Groscope: Evet, özellikle Almanya ve Fransa ile anlaşmazlıklar giderek artıyor. Japon liderler de Trump’a yönelik eleştirilerini sürdürüyorlar, elbette bunu daha çok sessiz bir şekilde yapıyorlar ama onlar da aynı kaygıları taşıyorlar. Amerika’nın her üç asli müttefiki de Trump’ı İran’a saldırması için teşvik edecek bir adım atma ya da saldırı öncesi günlerde böyle bir planı onaylayacaklarına dair bir sinyal verme gibi bir eğilimleri bulunmuyor. Bu askeri-defansif  devriye görevlerine katılmak böyle bir meselenin göstergesi olabilir. Özelikle Boris Johnson döneminin İngiltere’si, Londra’nın özgür İran’a karşı kadim tutumu da dikkate alınırsa Trump yönetimiyle birlikte hareket ediyor, savaşın çıkması durumunda İngiliz petrol sanayisi büyük bir tehlikeye maruz kalacak olsa bile. 

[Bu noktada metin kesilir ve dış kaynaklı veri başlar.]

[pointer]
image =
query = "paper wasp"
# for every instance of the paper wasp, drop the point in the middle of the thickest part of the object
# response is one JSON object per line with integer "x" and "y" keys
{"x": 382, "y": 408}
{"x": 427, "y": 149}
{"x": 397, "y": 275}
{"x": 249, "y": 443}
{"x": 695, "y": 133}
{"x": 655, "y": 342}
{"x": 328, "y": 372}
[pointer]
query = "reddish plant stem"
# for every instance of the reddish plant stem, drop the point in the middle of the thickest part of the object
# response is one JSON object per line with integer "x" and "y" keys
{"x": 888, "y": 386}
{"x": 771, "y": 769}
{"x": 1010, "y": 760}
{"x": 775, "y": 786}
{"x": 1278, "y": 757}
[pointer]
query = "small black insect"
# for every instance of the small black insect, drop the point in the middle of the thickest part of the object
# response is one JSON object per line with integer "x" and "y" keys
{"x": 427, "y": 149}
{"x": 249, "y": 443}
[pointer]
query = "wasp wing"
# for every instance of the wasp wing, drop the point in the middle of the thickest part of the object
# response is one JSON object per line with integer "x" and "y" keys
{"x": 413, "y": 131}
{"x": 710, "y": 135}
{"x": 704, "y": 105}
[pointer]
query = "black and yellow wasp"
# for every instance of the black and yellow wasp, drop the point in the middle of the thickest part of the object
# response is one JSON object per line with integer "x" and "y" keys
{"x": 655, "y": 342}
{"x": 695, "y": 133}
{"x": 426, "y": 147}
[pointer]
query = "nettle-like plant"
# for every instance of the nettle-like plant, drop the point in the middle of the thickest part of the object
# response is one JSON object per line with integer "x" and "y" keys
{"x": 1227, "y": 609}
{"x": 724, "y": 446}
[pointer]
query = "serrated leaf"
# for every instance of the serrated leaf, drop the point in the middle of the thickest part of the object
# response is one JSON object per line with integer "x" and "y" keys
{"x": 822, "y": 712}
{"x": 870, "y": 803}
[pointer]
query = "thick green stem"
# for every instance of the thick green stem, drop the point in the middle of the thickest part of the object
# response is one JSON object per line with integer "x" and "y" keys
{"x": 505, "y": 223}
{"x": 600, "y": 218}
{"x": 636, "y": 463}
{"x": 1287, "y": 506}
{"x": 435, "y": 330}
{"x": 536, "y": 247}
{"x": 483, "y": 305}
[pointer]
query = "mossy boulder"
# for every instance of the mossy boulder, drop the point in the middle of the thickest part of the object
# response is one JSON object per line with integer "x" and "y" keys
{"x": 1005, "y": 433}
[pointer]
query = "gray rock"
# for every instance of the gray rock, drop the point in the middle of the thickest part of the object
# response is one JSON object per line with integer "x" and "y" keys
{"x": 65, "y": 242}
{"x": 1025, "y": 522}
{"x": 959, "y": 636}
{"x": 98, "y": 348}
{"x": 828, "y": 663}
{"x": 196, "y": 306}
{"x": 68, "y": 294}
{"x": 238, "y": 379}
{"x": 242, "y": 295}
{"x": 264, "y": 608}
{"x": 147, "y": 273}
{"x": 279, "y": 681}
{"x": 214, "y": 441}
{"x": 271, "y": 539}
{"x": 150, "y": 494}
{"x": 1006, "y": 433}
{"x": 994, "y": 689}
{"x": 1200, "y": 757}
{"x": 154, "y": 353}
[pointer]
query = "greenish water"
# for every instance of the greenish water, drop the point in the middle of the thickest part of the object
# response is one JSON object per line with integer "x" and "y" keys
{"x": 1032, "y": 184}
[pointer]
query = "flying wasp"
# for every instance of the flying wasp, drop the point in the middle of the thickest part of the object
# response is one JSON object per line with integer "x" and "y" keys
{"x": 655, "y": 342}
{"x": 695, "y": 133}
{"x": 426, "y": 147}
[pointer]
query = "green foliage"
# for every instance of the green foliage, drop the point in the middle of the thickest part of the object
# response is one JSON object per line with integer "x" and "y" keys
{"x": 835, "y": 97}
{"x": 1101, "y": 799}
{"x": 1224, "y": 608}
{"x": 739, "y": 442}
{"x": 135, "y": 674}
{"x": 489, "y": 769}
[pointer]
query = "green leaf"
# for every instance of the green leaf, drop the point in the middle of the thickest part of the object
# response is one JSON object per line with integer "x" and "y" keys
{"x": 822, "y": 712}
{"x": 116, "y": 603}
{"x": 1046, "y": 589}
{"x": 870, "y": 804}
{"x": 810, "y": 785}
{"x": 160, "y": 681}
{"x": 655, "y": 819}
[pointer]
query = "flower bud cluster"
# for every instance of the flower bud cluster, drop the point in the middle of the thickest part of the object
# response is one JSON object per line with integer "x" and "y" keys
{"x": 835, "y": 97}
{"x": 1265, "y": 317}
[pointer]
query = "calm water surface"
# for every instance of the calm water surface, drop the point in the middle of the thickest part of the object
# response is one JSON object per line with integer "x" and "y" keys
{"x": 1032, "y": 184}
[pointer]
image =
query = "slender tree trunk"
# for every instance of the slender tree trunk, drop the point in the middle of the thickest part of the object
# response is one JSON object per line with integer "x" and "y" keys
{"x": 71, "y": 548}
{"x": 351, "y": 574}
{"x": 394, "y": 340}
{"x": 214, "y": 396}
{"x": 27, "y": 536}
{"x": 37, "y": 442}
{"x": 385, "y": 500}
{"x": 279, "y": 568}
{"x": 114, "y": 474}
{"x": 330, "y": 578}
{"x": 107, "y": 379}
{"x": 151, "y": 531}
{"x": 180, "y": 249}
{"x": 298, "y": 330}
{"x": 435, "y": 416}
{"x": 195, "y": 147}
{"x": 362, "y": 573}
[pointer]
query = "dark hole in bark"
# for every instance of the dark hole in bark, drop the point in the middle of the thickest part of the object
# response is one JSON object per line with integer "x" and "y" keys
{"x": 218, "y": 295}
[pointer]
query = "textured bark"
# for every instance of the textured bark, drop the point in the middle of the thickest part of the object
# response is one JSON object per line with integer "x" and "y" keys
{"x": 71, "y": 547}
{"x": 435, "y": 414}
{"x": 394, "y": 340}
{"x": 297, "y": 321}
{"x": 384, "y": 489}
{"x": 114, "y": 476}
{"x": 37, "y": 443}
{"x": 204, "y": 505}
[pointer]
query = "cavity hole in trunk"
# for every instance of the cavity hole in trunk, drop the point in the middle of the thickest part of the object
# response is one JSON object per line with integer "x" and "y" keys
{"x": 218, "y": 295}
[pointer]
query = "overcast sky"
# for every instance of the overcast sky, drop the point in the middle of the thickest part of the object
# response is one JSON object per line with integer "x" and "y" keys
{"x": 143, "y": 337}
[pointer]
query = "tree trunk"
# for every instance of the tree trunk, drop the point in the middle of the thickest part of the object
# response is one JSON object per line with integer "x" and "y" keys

ABD Başkanı geçen Cuma günü yaptığı açıklamada, Kuzey Kore lideri Kim Jong Un’un yeni füze denemeleriyle her hangi bir anlaşmayı ihlal etmiş olacağı kanısında olmadığını söyledi. Fransa’da G-7 zirvesine katılmak için Beyaz Saray’ı terkettiği sırada gazetecilerin sorularını yanıtlayan Trump, “Kuzey Kore lideri, füze denemelerini seviyor” demişti. Kuzey Kore, füze denemelerini sürdürüyor ve Trump  ABD’nin Kuzey Kore’yle iyi ilişkilerinin olduğunu söylüyor. Bu yumuşak tonun arkasında ne yatıyor? 

Groscope: Sağ duyu, Trump kendisine ilgi duymayan bir diktatörle görüşmez diye hükmeder. Yumuşak söylemin Trump’ı önceki ABD başkanlarından ayırmak için peşpeşe gelen adımlarıyla uyumlu olduğunu düşünüyorum. Trump’ın zihninde, önceki bütün ABD başkanları Kuzey Kore’nin önceki ve sonraki diktatörleriyle işbirliği yapma eğiliminde idiler ama Pyongyang’la bir anlaşmaya varamadılar. Trump kendisini büyük bir tacir olarak görüyor. Dolaysıyla yaklaşımı bu zihniyetiyle uyum içindedir. Artı, onun kaybedeceği bir şeyi yoktur ve muhtemelen uzun bir süre iktidarda kalacak olan Kuzey Kore lideriyle anlaşarak pek çok şey elde edecektir. Emlakçı ve gayrimenkul satıcısı olarak Trump’ın ‘Kuzey Kore’nin sahilleri ne kadar muhteşemdir’ diyerek bunu defalarca tekrarlaması boşuna değildir, tesadüfen söylemiş değildir. Eğer Kim’le iyi ilişkileri olursa hatta başkanlık döneminden sonra da gayrimenkul ticaretine geri dönebilir. O, kendi çıkarlarını Kuzey Kore lideriyle ilişkilerini geliştirip güçlendirmekte görüyor. Benzer nedenlerle Trump’ın Gröland’ı satın alma çabaları da aptalca görülebilir. Trump her şeyden önce, emlak ve gayrimenkul alanında bir ustadır.